O Perigo da Caneta!
O Perigo da Caneta!
Isso aconteceu há muito tempo. Eu ainda era uma criança, cursando o ensino primário. Estava passando férias escolares na casa de uma tia, uma fazenda bem no interior do Maranhão, quando conheci o Sebastião. Tião, para os mais chegados. Ele era um peão de fazenda, faz-tudo, pau para toda obra. Naquela ocasião ele fora contratado para capinar uma plantação de arroz. E eu, menino de cidade, via tudo como novidade, me candidatei para ajudar o Tião naquela empreitada. Depois de uma conferência, onde minha tia encheu o Tião de recomendações, fui autorizado a trabalhar, na minha primeira “juquira”, desde que voltasse ao meio-dia, no retorno do entregador da “boia”. Deram-me a menor enxada existente, ainda assim, eu mal conseguia carregá-la. Mas, além de mim, ninguém esperava que eu fizesse algo de útil mesmo, de forma que fomos trabalhar assim mesmo. Chegando lá o Tião escolheu uma moita, na beira da plantação, e colocou a cabaça d’água. Aqui ela fica sempre fresca, me disse. Começamos a lida. Por mais que eu me esforçasse, meu trabalho não rendia. A Enxada foi ficando mais pesada, até que eu não conseguia mais incomodar a erva daninha, que se recusava a desgrudar do chão. O Tião, homem feito, era um trator no trabalho. Com força, rapidez e capricho, por onde ele passava só ficavam de pé os brotos de arroz, recém-nascidos. Dava gosto ver o resultado de seu trabalho. Eu era apenas uma criança, mas aquilo estava acabando com minha autoestima, então comecei a beber água em intervalos bem curtos.

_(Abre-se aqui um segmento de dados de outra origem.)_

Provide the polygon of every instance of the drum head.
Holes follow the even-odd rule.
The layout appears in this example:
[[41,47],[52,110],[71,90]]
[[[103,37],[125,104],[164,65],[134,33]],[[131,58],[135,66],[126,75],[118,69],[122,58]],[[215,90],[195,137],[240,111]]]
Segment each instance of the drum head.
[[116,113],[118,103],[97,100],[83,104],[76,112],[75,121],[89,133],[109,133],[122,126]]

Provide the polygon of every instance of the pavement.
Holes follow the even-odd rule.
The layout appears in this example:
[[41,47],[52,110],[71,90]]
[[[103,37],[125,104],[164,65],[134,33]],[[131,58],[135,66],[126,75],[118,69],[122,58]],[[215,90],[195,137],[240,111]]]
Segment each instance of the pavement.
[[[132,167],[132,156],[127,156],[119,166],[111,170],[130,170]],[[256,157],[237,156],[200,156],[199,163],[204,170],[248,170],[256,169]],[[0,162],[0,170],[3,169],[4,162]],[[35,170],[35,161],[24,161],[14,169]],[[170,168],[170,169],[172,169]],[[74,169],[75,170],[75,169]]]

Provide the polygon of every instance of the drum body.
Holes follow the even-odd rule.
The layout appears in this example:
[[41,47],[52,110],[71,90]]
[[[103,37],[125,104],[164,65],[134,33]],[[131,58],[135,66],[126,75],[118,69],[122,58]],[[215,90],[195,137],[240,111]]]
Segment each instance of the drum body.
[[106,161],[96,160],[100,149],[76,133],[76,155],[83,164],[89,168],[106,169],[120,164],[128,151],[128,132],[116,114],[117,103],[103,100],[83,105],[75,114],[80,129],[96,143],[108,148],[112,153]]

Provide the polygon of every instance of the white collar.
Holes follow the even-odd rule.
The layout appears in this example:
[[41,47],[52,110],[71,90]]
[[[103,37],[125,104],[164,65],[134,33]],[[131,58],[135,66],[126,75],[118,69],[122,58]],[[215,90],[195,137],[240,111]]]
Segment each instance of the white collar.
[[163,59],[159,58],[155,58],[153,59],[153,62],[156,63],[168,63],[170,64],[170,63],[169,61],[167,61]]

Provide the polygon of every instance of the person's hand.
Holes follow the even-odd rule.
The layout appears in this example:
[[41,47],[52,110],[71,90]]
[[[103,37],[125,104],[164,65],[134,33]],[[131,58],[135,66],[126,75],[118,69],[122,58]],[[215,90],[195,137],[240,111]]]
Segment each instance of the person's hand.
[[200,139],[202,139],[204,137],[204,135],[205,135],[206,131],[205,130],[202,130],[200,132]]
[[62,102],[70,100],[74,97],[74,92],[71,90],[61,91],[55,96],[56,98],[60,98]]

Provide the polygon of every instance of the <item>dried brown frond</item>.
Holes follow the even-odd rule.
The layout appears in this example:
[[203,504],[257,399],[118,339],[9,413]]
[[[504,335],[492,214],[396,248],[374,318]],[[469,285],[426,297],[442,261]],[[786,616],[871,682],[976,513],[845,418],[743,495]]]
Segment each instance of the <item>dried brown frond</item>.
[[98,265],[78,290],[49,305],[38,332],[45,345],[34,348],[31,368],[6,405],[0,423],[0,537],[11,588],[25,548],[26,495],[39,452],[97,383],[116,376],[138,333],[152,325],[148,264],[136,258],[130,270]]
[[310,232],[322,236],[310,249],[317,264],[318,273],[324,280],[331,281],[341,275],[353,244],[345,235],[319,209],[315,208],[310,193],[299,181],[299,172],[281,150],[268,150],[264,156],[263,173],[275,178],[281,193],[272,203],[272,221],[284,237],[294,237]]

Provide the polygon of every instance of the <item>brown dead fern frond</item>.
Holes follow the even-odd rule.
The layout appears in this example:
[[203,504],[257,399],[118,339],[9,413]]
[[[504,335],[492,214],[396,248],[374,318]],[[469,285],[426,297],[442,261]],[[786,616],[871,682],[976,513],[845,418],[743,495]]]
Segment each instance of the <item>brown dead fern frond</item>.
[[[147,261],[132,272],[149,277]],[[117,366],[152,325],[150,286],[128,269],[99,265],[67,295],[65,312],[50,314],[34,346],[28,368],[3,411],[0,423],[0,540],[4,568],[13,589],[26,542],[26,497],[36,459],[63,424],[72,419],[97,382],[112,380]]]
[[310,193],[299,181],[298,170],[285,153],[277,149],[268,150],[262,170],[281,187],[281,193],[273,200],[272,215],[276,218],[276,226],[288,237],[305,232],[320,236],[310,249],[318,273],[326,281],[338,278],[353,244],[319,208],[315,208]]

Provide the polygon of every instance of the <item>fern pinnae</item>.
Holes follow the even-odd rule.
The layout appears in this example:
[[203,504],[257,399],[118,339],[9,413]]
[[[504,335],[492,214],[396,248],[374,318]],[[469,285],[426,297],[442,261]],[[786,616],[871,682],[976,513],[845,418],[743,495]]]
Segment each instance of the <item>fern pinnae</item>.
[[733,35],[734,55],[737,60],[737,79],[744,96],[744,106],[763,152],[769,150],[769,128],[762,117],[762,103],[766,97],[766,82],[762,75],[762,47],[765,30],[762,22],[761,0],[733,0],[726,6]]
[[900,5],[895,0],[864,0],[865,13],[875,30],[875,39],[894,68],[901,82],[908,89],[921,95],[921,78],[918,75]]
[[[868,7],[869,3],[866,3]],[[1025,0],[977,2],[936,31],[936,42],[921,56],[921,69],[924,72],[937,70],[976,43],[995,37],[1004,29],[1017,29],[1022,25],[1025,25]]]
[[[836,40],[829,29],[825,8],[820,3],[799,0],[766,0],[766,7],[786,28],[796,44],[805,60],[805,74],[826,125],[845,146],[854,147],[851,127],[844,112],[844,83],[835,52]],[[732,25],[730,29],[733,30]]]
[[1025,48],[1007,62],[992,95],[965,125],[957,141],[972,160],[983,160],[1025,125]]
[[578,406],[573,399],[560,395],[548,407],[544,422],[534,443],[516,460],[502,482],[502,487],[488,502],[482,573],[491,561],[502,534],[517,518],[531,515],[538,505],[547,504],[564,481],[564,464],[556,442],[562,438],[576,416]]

A sede não era a minha motivação. Eu descansava, enquanto fingia beber água. O Tião entendeu o meu drama e antes que acabasse a água, me disse:
- Menino, senta ali naquela sombra, pode deixar que eu vou tocando o serviço! – Eu, morto de cansado, aceitei a sugestão, na hora. Sentado na sombra de uma árvore, fiquei olhando o Tião trabalhar. Seu ritmo, sua atitude na capina, era sempre a mesma. O sol, o calor parece que não o afetavam. Quando, finalmente, ele resolveu tomar um gole d’água, não resisti e perguntei:
- Tião, quem te ensinou a capinar tão bem assim? – Ele me olhou com certa surpresa, tirou o chapéu de palha da cabeça e falou, de forma solene.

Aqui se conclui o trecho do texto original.